Chomsky: An enormous
difference. If you walked through the halls here forty years ago, you
would have found a white, male, straight-laced, very professionally-oriented
institution. If you walk through the halls today, it's about half women,
maybe 30% minorities, anything but straight-laced, interested in all
sorts of things. It's been a tremendous change over the last 40 years.
There was a big change in the 1960s, but then it extended and expanded.
CS: Activists look
back nostalgically now, though, saying that one could have a thousand
students out at a protest against the Vietnam War, whereas now
there are thousands and thousands and there isn't even anything like
the Vietnam War. Activism is far beyond what it was in the 60s. Protest
against the Vietnam War was so limited that we don't even remember the
war took place. March 2002 happened to be the fortieth anniversary of
the public announcement, by the Kennedy administration that the US Air
Force was starting to bomb South Vietnam. That was the month that they
began the use of chemical warfare to destroy crops, which had horrible
effects, when they authorized Napalm, when they began to drive millions
of people into concentration camps. A major war against South Vietnam
that was publicly launched 40 years ago - did anybody mention it in
March of this year? No. Of course nobody at the time even cared. You
know, attack another country, good, attack another country.

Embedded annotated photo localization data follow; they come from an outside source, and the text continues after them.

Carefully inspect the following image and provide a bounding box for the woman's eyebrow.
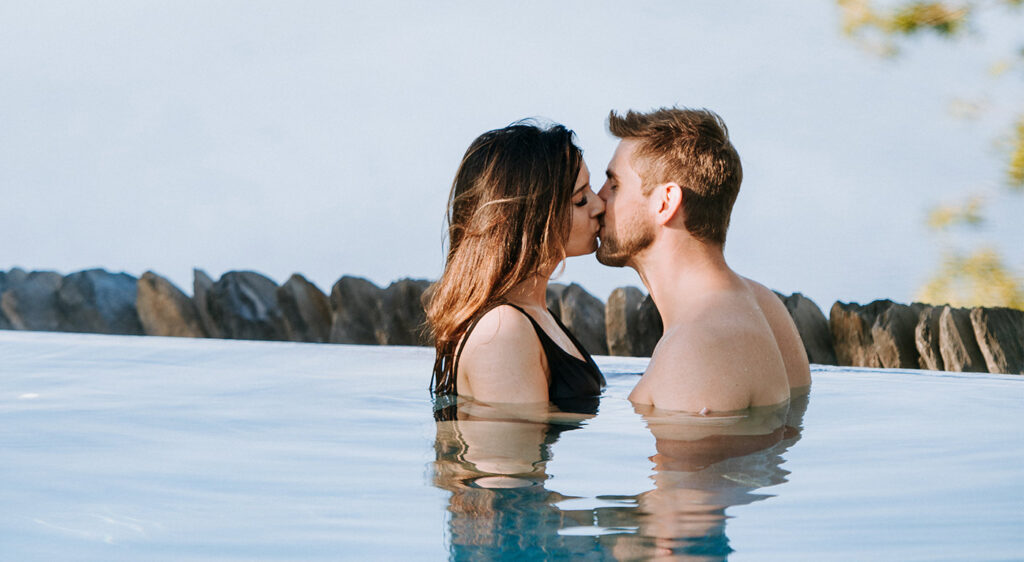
[573,183,589,194]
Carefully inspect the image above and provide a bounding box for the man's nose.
[590,191,605,216]
[597,182,609,201]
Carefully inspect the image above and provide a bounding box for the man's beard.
[596,215,654,268]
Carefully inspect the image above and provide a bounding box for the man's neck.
[631,236,733,327]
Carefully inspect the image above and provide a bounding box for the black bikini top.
[450,302,605,414]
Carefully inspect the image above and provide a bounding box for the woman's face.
[564,161,605,257]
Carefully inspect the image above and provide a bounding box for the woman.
[427,121,606,408]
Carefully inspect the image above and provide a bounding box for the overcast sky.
[2,1,1021,310]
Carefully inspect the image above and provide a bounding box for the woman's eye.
[574,196,588,207]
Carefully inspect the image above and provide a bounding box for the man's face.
[596,139,655,267]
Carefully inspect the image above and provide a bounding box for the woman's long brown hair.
[428,122,582,394]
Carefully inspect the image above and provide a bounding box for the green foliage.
[917,248,1024,309]
[1010,116,1024,189]
[927,195,985,229]
[838,0,971,54]
[837,0,1023,309]
[887,2,969,35]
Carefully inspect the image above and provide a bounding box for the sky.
[2,1,1021,311]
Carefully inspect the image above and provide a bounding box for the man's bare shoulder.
[633,323,779,413]
[742,278,812,389]
[630,283,792,413]
[742,279,786,313]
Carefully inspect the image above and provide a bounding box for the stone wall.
[2,267,1021,375]
[828,300,1023,375]
[0,267,434,347]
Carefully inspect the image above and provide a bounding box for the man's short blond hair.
[608,107,742,245]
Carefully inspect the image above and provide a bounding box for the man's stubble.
[595,207,655,268]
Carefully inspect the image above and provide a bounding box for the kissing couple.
[427,107,811,416]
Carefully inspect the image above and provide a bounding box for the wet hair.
[608,107,742,245]
[427,121,582,394]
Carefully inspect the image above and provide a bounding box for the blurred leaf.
[926,195,986,229]
[836,0,1022,307]
[917,248,1024,309]
[988,59,1012,76]
[948,96,988,119]
[1009,116,1024,189]
[840,0,971,38]
[838,0,877,35]
[887,2,970,35]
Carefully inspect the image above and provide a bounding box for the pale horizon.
[3,1,1021,310]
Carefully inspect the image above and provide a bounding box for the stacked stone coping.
[1,267,1021,375]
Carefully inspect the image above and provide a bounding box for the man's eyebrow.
[605,169,617,179]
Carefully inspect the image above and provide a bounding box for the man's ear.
[652,182,683,226]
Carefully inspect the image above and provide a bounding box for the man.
[596,107,811,413]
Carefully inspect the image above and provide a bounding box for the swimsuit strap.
[452,301,590,388]
[501,302,587,361]
[500,302,547,338]
[548,306,597,366]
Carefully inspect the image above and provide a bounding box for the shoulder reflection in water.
[431,391,809,561]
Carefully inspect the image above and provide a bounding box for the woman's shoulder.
[457,304,549,402]
[462,304,539,352]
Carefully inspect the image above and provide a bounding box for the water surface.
[1,331,1021,560]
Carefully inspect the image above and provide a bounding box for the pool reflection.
[431,393,808,561]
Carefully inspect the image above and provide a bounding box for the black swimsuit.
[444,302,605,414]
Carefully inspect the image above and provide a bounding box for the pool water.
[1,331,1022,561]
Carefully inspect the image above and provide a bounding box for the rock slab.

There was
protest later, years later, but very little until a major war was going
on with hundreds of thousands of American troops rampaging around South
Vietnam.At that point you finally got protests, but by now the protests
are much greater in incidents that are bad enough but have much less
severity than that.
CS: In 20-30 years,
when the people who are now in college will be running the world, so
to speak, where do you see the US going?
Chomsky: Human affairs
is a very low-confidence activity and the record of prediction is horrible,
partly because we don't understand very much about complicated things
like that, but largely because these are matters of choice. There was
no way of predicting in 1960s if you looked at MIT or the rest of a
country that in a few years, developments would take place, that would
enormously change the country and make it far more civilized than it
was. There was no way of predicting that, and nobody did. Those were
the days, the 1960s, in which public intellectuals were talking about
what they called the "end of ideology," which meant no more
controversy, no more discussion, end of history. A common line of thinking
was that henceforth it was just a matter of technical manipulation of
small problems, which were done by experts. These experts explained
that there would be no more economic problems because they knew how
to run an economy with 3% growth just by tinkering. So, all the problems
were basically over and there was nothing much to talk about. A couple
of years later the country was blowing up. There's no way of predicting.